According to the Public Broadcasting Service, 80 percent of the world’s population eats insects as a regular part of their diet. For centuries, insects have been essential to meals in several countries around the world such as Thailand and Brazil.
In places such as the United States, however, people are far less likely to consider consuming insects even once or twice, let alone routinely as a part of their nutrition. Despite the taboo the American palate has established against eating bugs, this practice is becoming more common because it can benefit not only human health but also the environment.
Insects are high in protein that is essential to the human diet, but do not have much fat content, unlike most types of meat. For example, according to Sports Dietitians Australia, 100 grams of crickets contains over 65 grams of protein and over 20 milligrams of zinc, with no saturated fat. Meanwhile, the same amount of beef contains 20 grams of protein and 5 milligrams of zinc. Pork and chicken have slightly less protein and zinc than beef. Rather than eating large quantities of beef, pork, or chicken, people can eat smaller amounts of crickets and achieve better nutritional benefits.
Eating insects also allows for a more sustainable world. Raising livestock in itself takes a massive toll on the environment. As stated by the New York Times, livestock is responsible for around 15 to 20 percent of anthropogenic (or human-caused) greenhouse gas emissions and the agriculture industry takes up about 40 percent of our usable land and one-third of our water supply.
In a world where climate change, overpopulation, and a shortage of clean water and food are all present dangers, any reduction in livestock consumption could alleviate incredible damage on the planet. Thus, if more people in the most meat-consuming country in the world began to replace their protein source with more insect-based foods, greater environmental sustainability would be one direct, immediate result.
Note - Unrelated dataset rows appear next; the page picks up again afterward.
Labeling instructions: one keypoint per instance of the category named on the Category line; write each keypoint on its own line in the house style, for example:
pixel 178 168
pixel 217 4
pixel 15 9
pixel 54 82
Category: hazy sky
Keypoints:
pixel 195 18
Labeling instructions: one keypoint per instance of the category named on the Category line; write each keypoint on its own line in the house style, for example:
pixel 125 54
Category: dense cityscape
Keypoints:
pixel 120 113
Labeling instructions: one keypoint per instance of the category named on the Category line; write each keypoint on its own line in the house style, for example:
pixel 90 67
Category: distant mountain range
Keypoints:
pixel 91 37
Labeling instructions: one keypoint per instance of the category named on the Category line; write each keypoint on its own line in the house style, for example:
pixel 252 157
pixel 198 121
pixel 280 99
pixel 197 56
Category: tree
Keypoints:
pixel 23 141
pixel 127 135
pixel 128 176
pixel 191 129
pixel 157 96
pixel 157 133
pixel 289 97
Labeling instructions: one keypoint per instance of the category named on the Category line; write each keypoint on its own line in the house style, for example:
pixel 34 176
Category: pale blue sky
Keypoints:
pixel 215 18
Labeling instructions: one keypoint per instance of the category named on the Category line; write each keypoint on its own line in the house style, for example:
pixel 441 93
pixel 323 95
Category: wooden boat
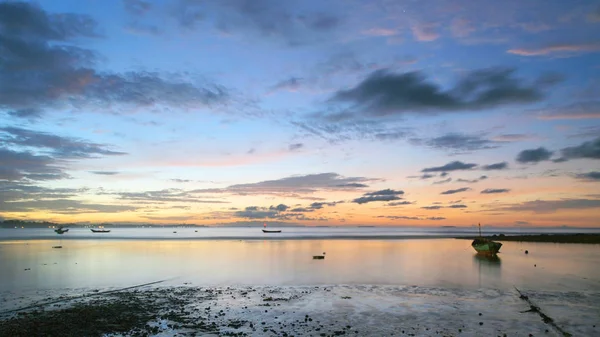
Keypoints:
pixel 61 230
pixel 485 246
pixel 265 230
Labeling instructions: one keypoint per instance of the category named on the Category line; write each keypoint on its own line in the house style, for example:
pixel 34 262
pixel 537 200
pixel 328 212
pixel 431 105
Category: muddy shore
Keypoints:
pixel 298 311
pixel 551 238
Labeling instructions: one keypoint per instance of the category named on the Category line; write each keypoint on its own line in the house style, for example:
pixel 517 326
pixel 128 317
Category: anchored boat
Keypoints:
pixel 265 230
pixel 61 230
pixel 485 246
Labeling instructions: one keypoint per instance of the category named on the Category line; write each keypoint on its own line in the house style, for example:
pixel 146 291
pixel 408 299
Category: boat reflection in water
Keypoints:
pixel 489 269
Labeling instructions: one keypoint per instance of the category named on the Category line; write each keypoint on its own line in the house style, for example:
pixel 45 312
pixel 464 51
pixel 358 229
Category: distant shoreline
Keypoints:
pixel 550 238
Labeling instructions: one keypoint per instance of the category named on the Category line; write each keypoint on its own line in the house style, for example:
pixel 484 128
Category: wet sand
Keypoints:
pixel 550 238
pixel 299 311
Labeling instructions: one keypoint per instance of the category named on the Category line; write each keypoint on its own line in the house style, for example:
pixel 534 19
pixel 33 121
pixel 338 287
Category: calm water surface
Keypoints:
pixel 108 262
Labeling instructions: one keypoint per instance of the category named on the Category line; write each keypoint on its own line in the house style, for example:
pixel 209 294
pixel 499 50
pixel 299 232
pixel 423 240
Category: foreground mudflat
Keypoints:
pixel 299 311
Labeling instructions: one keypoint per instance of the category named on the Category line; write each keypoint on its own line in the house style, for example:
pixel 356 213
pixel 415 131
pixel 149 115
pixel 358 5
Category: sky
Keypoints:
pixel 379 112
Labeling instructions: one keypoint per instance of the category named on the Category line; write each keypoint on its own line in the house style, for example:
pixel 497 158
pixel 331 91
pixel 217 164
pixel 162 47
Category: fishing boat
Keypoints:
pixel 61 230
pixel 485 246
pixel 265 230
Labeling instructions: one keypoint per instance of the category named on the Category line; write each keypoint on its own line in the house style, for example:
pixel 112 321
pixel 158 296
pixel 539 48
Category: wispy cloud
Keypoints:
pixel 589 176
pixel 60 72
pixel 383 195
pixel 425 32
pixel 580 110
pixel 459 190
pixel 457 142
pixel 497 166
pixel 550 206
pixel 564 49
pixel 495 190
pixel 452 166
pixel 534 155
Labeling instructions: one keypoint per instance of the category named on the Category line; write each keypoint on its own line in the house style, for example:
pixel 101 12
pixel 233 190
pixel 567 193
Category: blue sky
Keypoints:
pixel 219 111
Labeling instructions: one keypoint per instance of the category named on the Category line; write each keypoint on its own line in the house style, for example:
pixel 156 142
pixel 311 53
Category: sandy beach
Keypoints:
pixel 358 310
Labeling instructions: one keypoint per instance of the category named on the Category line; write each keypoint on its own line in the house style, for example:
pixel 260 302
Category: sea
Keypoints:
pixel 237 256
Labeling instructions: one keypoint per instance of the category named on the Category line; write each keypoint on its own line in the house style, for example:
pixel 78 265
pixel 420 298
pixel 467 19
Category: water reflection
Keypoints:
pixel 489 270
pixel 428 262
pixel 494 261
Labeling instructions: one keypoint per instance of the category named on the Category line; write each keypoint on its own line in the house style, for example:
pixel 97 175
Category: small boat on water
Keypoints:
pixel 265 230
pixel 61 230
pixel 485 246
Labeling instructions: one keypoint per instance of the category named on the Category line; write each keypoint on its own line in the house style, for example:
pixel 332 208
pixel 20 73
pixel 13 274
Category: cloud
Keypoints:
pixel 511 137
pixel 461 27
pixel 181 180
pixel 382 195
pixel 105 173
pixel 253 212
pixel 425 32
pixel 496 166
pixel 62 147
pixel 269 19
pixel 364 200
pixel 163 196
pixel 452 166
pixel 589 176
pixel 27 113
pixel 565 49
pixel 62 206
pixel 551 206
pixel 380 32
pixel 589 150
pixel 495 190
pixel 170 218
pixel 319 205
pixel 534 155
pixel 579 110
pixel 303 184
pixel 384 93
pixel 11 191
pixel 432 207
pixel 471 181
pixel 457 142
pixel 387 191
pixel 60 74
pixel 294 147
pixel 302 210
pixel 137 7
pixel 399 203
pixel 291 84
pixel 18 165
pixel 353 185
pixel 403 217
pixel 459 190
pixel 439 182
pixel 279 208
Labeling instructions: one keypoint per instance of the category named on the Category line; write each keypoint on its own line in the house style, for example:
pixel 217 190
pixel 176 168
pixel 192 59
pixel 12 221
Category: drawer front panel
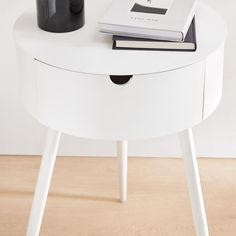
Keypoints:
pixel 92 106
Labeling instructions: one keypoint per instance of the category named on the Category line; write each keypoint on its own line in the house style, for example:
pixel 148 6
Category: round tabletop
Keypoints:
pixel 89 51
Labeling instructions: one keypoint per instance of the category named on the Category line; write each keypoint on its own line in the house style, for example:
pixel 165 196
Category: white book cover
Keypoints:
pixel 156 19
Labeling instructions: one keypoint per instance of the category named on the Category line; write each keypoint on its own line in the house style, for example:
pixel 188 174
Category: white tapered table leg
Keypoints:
pixel 43 183
pixel 194 184
pixel 122 151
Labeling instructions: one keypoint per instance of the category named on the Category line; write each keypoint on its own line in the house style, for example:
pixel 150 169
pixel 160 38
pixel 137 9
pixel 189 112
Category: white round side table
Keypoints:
pixel 74 83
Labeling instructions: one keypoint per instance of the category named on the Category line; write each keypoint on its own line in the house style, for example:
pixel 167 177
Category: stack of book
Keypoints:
pixel 151 24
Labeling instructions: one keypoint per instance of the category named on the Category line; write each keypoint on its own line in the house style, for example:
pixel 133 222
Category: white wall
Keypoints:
pixel 20 134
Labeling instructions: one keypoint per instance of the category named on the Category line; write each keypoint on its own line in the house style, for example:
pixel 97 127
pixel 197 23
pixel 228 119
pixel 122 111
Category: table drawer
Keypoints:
pixel 92 106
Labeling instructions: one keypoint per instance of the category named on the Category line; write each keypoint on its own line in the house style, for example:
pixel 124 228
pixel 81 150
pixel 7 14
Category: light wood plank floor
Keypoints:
pixel 83 198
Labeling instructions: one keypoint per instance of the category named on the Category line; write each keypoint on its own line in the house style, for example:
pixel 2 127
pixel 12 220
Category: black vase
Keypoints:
pixel 60 16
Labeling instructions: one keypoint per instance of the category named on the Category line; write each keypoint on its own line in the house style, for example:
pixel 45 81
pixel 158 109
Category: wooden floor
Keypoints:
pixel 83 198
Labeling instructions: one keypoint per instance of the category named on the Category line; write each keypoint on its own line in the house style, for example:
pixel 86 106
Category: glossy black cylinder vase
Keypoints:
pixel 60 16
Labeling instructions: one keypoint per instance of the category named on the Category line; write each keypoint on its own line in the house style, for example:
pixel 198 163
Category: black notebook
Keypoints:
pixel 130 43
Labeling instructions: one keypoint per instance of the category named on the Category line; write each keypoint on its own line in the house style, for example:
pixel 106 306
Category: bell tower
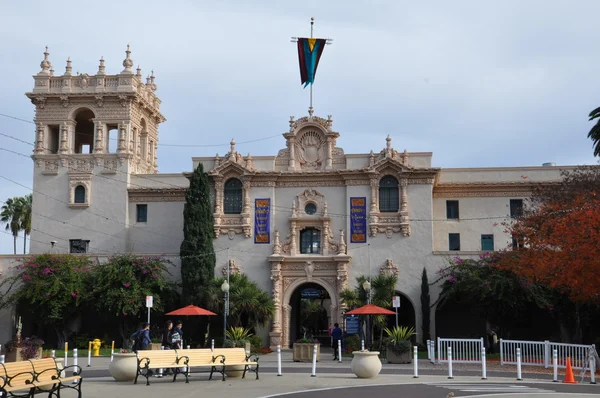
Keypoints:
pixel 93 131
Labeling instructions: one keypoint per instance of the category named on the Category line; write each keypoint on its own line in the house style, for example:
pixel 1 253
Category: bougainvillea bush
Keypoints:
pixel 52 287
pixel 122 283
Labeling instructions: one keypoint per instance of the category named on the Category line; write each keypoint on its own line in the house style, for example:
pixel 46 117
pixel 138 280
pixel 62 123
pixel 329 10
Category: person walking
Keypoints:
pixel 336 335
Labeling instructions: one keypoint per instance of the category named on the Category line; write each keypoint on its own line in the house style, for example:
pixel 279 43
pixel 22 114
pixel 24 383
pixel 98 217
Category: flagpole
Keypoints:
pixel 310 107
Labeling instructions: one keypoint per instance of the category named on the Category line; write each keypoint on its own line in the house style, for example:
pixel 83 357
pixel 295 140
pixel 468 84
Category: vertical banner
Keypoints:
pixel 262 224
pixel 358 220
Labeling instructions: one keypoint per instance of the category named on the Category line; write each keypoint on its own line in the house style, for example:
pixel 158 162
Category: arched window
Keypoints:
pixel 388 195
pixel 80 194
pixel 310 241
pixel 232 196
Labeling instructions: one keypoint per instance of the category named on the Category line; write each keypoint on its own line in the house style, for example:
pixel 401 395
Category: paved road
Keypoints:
pixel 442 389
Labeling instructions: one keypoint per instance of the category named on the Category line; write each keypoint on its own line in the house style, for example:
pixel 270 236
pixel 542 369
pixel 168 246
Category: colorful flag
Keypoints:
pixel 309 53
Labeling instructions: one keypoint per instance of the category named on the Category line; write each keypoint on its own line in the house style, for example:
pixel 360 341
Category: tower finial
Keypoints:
pixel 45 64
pixel 101 70
pixel 128 62
pixel 68 69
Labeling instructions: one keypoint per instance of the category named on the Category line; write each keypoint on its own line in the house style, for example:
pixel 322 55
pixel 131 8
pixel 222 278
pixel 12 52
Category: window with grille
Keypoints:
pixel 232 197
pixel 388 195
pixel 516 207
pixel 452 209
pixel 453 242
pixel 310 241
pixel 487 242
pixel 142 213
pixel 80 194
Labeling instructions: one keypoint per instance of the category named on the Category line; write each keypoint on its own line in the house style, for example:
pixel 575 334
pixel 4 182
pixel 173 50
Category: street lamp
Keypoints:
pixel 225 289
pixel 367 288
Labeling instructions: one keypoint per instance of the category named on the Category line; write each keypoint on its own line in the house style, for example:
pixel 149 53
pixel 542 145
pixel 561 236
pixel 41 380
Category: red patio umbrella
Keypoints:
pixel 370 309
pixel 191 310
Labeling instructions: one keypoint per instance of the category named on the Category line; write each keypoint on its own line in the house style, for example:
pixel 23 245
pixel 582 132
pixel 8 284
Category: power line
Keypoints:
pixel 167 145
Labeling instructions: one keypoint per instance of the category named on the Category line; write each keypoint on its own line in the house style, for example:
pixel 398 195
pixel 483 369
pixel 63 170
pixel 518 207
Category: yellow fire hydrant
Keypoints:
pixel 96 347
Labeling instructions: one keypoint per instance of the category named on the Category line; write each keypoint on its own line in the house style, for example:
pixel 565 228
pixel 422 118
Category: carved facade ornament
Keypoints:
pixel 389 269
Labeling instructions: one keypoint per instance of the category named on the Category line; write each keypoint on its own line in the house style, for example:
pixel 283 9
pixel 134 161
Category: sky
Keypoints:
pixel 479 84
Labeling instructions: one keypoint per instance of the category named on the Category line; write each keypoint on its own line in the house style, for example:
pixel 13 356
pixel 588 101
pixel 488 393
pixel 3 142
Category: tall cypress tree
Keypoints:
pixel 425 299
pixel 197 251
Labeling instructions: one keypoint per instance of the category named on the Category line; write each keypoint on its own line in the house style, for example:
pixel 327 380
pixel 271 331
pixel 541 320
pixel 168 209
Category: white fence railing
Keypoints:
pixel 463 350
pixel 539 353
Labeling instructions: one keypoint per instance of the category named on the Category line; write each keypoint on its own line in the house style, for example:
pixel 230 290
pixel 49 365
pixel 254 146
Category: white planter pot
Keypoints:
pixel 366 364
pixel 123 367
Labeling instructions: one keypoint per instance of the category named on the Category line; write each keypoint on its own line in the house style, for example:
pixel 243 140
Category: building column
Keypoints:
pixel 40 148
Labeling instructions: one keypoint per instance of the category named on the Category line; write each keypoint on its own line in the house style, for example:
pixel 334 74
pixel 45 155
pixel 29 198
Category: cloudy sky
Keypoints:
pixel 478 83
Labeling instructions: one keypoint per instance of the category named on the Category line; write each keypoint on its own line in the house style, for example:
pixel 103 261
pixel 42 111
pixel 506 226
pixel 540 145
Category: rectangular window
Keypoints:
pixel 453 242
pixel 516 208
pixel 518 242
pixel 78 245
pixel 487 242
pixel 142 213
pixel 452 209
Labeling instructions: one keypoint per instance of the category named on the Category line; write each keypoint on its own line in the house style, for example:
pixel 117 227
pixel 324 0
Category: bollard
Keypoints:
pixel 314 374
pixel 416 362
pixel 483 365
pixel 592 369
pixel 519 364
pixel 89 354
pixel 450 363
pixel 160 370
pixel 278 360
pixel 75 365
pixel 555 364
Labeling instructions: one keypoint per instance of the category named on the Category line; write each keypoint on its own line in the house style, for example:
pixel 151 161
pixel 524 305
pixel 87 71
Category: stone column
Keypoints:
pixel 287 314
pixel 374 182
pixel 403 195
pixel 122 134
pixel 329 163
pixel 292 162
pixel 40 148
pixel 99 137
pixel 64 138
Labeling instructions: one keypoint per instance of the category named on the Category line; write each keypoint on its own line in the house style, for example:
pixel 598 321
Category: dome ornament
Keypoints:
pixel 128 62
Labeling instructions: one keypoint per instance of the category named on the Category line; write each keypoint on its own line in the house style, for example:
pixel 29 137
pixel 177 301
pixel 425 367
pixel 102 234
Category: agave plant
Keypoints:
pixel 398 338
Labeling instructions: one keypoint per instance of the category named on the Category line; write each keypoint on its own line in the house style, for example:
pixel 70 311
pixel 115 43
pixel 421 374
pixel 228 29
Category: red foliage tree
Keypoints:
pixel 560 230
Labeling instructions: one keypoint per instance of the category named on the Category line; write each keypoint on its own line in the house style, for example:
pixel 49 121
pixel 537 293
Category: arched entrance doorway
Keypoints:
pixel 406 315
pixel 310 312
Even at Crescenta Valley High School, Advanced Placement Environmental Science students are exposed to the consumption of insects. Each year, APES teacher Ms. Christina Engen passes out chips made from cricket flour for students to try, which is accompanied by a lesson explaining the aforementioned benefits of eating bugs.
Although it may be difficult to change the attitude toward eating bugs in the United States, the consumption of insects is becoming more popular and understood due to its clear environmental and health benefits.